Le géant minier Rio Tinto poursuit la modernisation de son industrie de l’aluminium en fermant définitivement sa dernière salle de cuves précuites de l’usine d’Arvida, au Québec. L’investissement de 1,4 milliard USD dans une technologie moins polluante illustre l’accélération de la transition vers une métallurgie à faible émission de carbone, une évolution qui pourrait également redéfinir les standards des industries minières en RDC.
Rio Tinto a officiellement mis à l’arrêt la dernière salle de cuves précuites de son usine d’Arvida, située dans la région du Saguenay, au Québec. Cette fermeture marque la fin d’une technologie vieille de plusieurs décennies, progressivement abandonnée au profit d’équipements plus performants et moins émetteurs de gaz à effet de serre.
Les six anciennes salles de cuves précuites devaient initialement cesser leurs activités en 2014. Des prolongations accordées par le gouvernement du Québec avaient toutefois permis leur maintien pendant plusieurs années. Le processus de fermeture définitive a été engagé en avril 2024 avant de s’achever cette année.
Une technologie qui réduit de moitié les émissions de gaz à effet de serre
Les anciennes installations sont remplacées par 96 cuves AP60, une technologie développée par Rio Tinto pour améliorer les performances environnementales de la production d’aluminium.
Selon le groupe minier, ces nouvelles cuves permettent de réduire d’environ 50 % les émissions de gaz à effet de serre liées au procédé de production et jusqu’à 90 % les émissions de particules rejetées dans l’atmosphère.
La modernisation de l’usine représente un investissement total de 1,4 milliard USD, confirmant que la transition environnementale devient désormais un levier majeur de compétitivité dans l’industrie métallurgique mondiale.
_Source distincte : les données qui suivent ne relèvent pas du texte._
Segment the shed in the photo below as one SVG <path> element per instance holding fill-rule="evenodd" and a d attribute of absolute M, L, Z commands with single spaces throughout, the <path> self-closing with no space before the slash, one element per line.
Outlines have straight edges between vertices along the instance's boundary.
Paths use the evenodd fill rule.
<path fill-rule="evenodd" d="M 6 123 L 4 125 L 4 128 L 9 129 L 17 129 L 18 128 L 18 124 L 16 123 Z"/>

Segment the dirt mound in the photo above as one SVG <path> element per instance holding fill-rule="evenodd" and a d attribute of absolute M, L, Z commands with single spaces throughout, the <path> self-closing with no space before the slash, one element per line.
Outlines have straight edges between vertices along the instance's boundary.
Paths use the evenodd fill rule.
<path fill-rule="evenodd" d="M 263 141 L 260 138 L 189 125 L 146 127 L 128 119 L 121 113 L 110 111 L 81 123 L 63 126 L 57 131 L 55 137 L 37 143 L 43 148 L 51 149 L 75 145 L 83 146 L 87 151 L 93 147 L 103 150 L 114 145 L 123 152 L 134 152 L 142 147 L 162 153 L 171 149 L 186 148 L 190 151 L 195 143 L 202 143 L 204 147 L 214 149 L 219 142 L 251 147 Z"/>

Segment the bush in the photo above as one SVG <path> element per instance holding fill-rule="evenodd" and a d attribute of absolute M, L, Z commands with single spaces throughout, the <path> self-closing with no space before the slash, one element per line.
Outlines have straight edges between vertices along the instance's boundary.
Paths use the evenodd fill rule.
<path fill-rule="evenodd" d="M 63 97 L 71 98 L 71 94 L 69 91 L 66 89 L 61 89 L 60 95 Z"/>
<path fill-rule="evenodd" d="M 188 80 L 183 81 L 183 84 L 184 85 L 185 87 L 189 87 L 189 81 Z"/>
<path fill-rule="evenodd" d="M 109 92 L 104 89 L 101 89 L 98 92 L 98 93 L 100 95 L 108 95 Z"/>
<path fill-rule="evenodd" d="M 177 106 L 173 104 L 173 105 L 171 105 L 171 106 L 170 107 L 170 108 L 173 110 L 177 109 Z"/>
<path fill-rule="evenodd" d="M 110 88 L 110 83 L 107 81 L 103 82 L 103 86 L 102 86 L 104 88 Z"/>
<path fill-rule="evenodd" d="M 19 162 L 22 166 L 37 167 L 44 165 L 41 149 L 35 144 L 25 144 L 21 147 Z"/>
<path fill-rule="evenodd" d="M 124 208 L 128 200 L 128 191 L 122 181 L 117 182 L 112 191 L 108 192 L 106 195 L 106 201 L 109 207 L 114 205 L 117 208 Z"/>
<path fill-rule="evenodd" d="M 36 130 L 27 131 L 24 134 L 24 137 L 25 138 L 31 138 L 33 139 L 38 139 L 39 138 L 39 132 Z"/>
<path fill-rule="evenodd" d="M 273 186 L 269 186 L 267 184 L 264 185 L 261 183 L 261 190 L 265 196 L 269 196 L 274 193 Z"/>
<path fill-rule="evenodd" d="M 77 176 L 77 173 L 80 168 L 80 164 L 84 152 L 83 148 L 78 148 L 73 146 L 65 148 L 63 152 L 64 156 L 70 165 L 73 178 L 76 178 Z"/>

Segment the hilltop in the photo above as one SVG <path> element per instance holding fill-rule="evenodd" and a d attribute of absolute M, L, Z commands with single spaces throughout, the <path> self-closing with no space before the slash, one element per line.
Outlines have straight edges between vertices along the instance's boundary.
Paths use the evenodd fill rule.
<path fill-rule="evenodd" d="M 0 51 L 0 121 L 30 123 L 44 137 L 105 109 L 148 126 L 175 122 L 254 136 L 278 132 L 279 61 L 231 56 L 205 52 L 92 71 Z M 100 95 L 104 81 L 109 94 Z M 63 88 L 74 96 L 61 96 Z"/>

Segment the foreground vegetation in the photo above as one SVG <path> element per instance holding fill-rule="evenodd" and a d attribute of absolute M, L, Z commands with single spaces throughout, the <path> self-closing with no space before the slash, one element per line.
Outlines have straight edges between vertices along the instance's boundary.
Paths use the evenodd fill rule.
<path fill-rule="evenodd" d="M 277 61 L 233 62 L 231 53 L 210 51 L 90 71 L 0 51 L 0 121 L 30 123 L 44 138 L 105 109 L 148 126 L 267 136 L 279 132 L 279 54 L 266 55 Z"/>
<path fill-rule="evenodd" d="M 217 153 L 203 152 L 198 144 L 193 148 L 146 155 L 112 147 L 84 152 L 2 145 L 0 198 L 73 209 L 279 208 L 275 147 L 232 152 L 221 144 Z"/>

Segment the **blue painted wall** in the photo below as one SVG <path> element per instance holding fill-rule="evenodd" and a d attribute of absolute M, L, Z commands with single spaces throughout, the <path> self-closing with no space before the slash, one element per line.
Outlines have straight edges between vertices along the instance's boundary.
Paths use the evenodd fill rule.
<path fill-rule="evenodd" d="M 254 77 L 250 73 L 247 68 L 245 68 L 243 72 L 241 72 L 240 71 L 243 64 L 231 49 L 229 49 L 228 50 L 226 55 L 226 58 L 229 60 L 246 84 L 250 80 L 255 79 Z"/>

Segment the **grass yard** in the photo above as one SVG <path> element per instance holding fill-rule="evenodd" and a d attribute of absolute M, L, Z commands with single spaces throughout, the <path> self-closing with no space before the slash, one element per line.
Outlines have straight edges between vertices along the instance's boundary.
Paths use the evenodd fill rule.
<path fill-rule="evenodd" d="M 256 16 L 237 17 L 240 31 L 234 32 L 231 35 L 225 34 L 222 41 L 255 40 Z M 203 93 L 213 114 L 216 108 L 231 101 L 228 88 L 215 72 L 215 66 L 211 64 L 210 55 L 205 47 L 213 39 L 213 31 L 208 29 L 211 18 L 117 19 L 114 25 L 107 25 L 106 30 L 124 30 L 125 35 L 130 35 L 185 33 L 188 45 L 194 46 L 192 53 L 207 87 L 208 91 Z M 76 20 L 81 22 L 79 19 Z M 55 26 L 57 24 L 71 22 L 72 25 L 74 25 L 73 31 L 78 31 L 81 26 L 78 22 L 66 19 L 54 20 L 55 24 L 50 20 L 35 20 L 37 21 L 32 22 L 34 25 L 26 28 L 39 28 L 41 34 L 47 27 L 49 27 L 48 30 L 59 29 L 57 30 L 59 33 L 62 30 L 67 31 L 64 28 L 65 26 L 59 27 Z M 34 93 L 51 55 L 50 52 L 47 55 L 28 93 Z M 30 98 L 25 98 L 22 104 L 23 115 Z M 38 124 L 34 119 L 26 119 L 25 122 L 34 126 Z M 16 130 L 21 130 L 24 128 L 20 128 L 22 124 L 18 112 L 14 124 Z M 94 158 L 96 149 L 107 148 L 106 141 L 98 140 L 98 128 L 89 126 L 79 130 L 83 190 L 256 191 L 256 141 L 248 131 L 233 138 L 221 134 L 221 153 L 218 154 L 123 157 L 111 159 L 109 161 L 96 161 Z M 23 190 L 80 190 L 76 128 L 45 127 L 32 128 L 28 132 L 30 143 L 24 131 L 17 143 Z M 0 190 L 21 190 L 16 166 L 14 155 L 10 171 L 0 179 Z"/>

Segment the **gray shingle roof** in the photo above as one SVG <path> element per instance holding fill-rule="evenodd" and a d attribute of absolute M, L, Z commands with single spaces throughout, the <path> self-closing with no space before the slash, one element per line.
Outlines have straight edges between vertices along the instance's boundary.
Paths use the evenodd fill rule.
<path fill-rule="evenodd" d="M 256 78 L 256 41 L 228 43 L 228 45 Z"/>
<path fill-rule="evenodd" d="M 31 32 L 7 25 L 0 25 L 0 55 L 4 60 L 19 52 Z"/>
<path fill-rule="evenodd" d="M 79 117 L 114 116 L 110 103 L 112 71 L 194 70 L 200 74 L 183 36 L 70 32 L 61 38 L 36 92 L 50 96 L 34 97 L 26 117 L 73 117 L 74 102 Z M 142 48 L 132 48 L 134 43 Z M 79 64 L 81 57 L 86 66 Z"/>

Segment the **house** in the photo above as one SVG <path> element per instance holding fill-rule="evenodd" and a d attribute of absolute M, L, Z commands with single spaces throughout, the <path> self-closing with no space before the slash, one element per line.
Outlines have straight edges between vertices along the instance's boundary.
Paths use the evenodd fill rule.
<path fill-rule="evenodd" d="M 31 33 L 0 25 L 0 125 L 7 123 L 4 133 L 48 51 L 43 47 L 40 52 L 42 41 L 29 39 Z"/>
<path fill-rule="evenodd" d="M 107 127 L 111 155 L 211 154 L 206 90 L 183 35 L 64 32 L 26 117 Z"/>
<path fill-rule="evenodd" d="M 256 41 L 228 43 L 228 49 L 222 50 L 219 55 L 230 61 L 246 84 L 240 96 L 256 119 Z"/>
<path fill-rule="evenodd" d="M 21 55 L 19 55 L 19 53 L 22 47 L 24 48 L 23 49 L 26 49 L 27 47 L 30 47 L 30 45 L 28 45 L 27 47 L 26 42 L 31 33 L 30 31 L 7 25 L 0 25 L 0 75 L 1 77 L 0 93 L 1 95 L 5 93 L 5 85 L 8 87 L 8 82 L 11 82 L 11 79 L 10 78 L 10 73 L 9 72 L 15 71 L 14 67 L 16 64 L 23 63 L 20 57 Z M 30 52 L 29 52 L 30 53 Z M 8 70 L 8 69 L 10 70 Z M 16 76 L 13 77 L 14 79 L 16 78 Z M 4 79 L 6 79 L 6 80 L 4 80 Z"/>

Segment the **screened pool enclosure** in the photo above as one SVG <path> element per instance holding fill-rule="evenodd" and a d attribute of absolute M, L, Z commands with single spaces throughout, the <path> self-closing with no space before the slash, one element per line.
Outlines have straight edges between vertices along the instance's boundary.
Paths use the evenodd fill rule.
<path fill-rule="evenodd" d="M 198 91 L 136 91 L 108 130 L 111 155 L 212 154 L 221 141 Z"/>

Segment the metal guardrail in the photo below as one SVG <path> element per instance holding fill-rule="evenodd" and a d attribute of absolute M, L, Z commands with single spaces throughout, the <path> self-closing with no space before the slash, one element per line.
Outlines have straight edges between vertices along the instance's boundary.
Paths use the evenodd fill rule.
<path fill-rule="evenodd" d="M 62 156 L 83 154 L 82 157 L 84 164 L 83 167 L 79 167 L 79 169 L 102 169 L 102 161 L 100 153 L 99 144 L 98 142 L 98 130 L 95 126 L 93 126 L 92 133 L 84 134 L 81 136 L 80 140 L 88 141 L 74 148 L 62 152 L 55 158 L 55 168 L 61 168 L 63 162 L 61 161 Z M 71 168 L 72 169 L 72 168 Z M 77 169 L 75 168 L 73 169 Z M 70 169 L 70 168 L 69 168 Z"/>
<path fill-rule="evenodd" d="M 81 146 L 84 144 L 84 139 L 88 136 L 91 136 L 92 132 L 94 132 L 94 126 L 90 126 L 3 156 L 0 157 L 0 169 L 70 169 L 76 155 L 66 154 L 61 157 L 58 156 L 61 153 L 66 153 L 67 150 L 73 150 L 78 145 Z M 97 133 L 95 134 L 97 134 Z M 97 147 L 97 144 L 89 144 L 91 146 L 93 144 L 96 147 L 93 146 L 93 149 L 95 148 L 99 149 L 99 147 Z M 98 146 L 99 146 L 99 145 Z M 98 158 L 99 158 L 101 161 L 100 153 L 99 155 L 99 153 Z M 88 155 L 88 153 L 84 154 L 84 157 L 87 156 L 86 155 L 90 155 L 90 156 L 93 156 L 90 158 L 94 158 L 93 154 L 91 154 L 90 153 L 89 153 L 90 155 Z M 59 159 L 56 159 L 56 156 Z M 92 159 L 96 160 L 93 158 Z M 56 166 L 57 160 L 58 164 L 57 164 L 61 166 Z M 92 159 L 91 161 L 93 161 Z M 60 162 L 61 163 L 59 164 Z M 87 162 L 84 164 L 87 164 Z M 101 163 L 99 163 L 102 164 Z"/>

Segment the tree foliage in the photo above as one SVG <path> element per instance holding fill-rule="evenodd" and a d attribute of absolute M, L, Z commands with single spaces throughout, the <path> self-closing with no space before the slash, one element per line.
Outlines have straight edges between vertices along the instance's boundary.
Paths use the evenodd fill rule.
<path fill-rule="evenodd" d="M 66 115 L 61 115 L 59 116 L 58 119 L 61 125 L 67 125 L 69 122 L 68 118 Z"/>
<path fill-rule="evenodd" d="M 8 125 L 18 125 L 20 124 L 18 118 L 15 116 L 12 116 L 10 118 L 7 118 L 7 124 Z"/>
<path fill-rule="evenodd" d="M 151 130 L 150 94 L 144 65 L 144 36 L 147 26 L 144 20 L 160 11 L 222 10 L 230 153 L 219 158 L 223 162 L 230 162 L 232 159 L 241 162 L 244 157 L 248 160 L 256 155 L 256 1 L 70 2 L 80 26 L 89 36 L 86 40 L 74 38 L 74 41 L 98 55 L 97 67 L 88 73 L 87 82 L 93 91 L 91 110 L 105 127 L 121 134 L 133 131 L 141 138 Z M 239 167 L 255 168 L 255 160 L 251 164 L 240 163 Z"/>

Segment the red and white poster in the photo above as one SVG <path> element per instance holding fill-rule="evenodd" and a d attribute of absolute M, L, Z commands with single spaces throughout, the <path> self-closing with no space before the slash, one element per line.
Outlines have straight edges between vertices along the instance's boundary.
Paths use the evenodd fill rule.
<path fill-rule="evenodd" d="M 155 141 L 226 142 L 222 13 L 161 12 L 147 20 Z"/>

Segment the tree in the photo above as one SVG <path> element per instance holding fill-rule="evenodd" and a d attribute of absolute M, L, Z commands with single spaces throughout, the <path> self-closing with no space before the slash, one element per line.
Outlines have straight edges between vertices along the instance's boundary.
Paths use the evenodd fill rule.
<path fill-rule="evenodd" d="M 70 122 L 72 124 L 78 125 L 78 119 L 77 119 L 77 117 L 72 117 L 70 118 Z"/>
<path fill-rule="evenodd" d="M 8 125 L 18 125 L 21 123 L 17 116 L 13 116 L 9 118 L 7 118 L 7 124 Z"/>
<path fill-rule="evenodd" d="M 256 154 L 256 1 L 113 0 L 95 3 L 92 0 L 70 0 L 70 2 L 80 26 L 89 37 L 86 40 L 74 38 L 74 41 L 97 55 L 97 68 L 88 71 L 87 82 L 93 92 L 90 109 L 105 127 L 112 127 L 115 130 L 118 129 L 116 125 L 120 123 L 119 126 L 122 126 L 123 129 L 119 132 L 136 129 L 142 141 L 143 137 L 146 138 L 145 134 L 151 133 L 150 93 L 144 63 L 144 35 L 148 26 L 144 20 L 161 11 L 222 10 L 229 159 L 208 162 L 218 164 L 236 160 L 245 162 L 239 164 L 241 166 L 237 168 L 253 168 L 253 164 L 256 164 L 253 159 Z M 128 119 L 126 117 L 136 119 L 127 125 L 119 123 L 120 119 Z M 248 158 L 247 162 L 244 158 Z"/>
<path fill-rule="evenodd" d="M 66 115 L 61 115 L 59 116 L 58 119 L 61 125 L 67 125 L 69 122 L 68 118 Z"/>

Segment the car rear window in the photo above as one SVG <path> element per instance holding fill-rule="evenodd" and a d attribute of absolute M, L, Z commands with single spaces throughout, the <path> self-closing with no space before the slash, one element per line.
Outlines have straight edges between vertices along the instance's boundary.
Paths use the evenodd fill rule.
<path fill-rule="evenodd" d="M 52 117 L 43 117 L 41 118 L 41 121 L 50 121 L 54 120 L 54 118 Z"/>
L’usine d’Arvida, qui célèbre cette année son centenaire, demeure l’un des principaux sites industriels de Rio Tinto en Amérique du Nord et emploie environ 4 300 personnes.
Une transformation qui interpelle aussi l’industrie minière congolaise
Au-delà du Canada, cette décision reflète une évolution de fond dans l’industrie mondiale des métaux. Les grands groupes miniers investissent désormais massivement dans des procédés industriels moins énergivores et moins émetteurs de carbone afin de répondre aux nouvelles exigences des investisseurs, des marchés financiers et des grands consommateurs industriels.
Pour la République démocratique du Congo, premier producteur africain de cuivre et premier fournisseur mondial de cobalt, cette tendance est porteuse d’enseignements. Les minerais stratégiques congolais sont au cœur de la transition énergétique mondiale, mais leur compétitivité dépendra aussi de la capacité du pays à développer une énergie propre, des infrastructures modernes et des unités de transformation respectant les nouvelles normes environnementales.
À mesure que les industriels investissent dans des technologies bas carbone, les exigences en matière d’empreinte environnementale devraient s’étendre à l’ensemble de la chaîne de valeur minière. Pour la RDC, cela renforce l’importance des investissements dans l’électricité, les infrastructures et l’industrialisation locale afin de conserver un avantage compétitif sur les marchés internationaux.